Although the 42nd article was suppressed other articles assume the prospect of eternal damnation. For example the one on the Creeds. The authenticity of the Athanasian Creed was not in doubt at this point apart from in very secret communications of some Continental humanists, and the ‘charity of its damnatory clauses was not an issue before the rise of the non-conformists at the end of the eighteenth century. Also there the Article about the error of believing that people can be saved by following their own sects and opinions outside of the Church (which assumes that those who believe this are damned) and the comment about unbaptised children not begin saved in the Prayer Book of (which was deleted in the late seventeenth century when this idea rightly came to be seen as abominable).

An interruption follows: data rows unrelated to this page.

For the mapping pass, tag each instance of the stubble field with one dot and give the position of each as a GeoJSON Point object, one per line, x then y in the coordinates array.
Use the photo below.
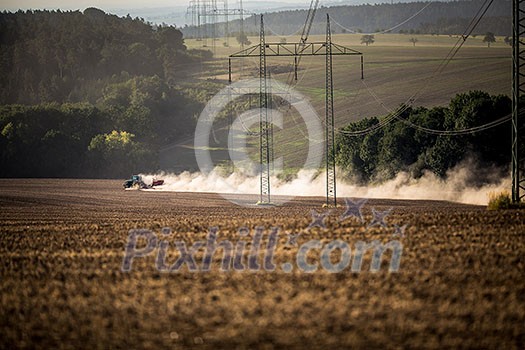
{"type": "Point", "coordinates": [62, 242]}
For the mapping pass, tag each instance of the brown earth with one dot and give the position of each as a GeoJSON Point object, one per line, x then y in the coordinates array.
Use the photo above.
{"type": "Point", "coordinates": [460, 285]}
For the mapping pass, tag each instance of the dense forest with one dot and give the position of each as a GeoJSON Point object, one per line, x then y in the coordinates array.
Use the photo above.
{"type": "Point", "coordinates": [89, 94]}
{"type": "Point", "coordinates": [380, 155]}
{"type": "Point", "coordinates": [434, 18]}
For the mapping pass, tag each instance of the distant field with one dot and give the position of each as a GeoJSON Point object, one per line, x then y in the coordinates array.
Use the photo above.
{"type": "Point", "coordinates": [460, 282]}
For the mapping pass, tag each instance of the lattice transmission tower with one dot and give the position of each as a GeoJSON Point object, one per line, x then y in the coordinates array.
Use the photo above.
{"type": "Point", "coordinates": [518, 87]}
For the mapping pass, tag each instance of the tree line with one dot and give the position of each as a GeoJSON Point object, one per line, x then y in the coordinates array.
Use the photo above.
{"type": "Point", "coordinates": [88, 94]}
{"type": "Point", "coordinates": [380, 155]}
{"type": "Point", "coordinates": [448, 18]}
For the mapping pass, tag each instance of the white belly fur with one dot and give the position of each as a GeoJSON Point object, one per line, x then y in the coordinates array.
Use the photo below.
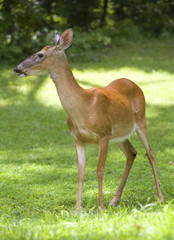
{"type": "Point", "coordinates": [122, 139]}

The article against Purgatory and other superstitions is strengthened in the Elizabethan Prayer Book. (And some sort of doctrine of post mortem purification was essential to universalism at this point). Cranmer only speaks of the scholastic doctrine of purgatory as an abomination – but Parker’s article is less specific calling it squarely ‘Romish’. And this is clarified in John Jewel’s homily that scoffs at any idea of there being an intermediate state of purification and of the efficacy of prayer for the dead. Prayers for the dead were ordered in Cramner’s first prayer book but deleted from the second prayer book on the advice of Martin Bucer and Peter Martyr. They were condemned in the early Latin draft of the Elizabethan articles but this condemnation was dropped from the 39 articles (and they are included in a Latin primer later in Elizabeth’s reign). We do know that the Elizabethan Reformers were ‘gradualist’ in their project and were hoping that concessions made to the old Catholic practices when these were not too contrary to Protestant faith would actually result in these practices dying out. It was only later at the end of Elizabeth’s reign in reaction to the near triumph of the Reformed party in the Church that the idea that Anglicanism was a real middle way between Catholicism and Protestantism gained currency with Richard Hooker.
There is no evidence of any Anglican priests advocating universalism before the late seventeenth century – the general idea expressed at prior to the seventeenth century is that universalism is a madness that threatens all social order by taking away the motivation for people to be good an disobedient. In the late seventeenth century the advocates of universalism wrote either pseudonymously or in posthumous publication which does not suggest any degree of acceptance of universalism before this date. There were of course vigorous debates about predestination and freewill in the Elizabethan and Jacobean Church– but this is another matter
The most thorough evidence we have of an Anglican swayed by the teachings of Origen earlier than the late seventeenth century comes from Sir Thomas Browne’s ‘Religio Medici’ where Browne tells us that in his youth –in the 1620s - he believed in universal restoration for a time but later renounced his error (although his other writings show that his wider charity still was at variance with the teachings about hell). He says that he fell into error rather than heresy because he did not publicly teach his error and therefore cause division in the Church.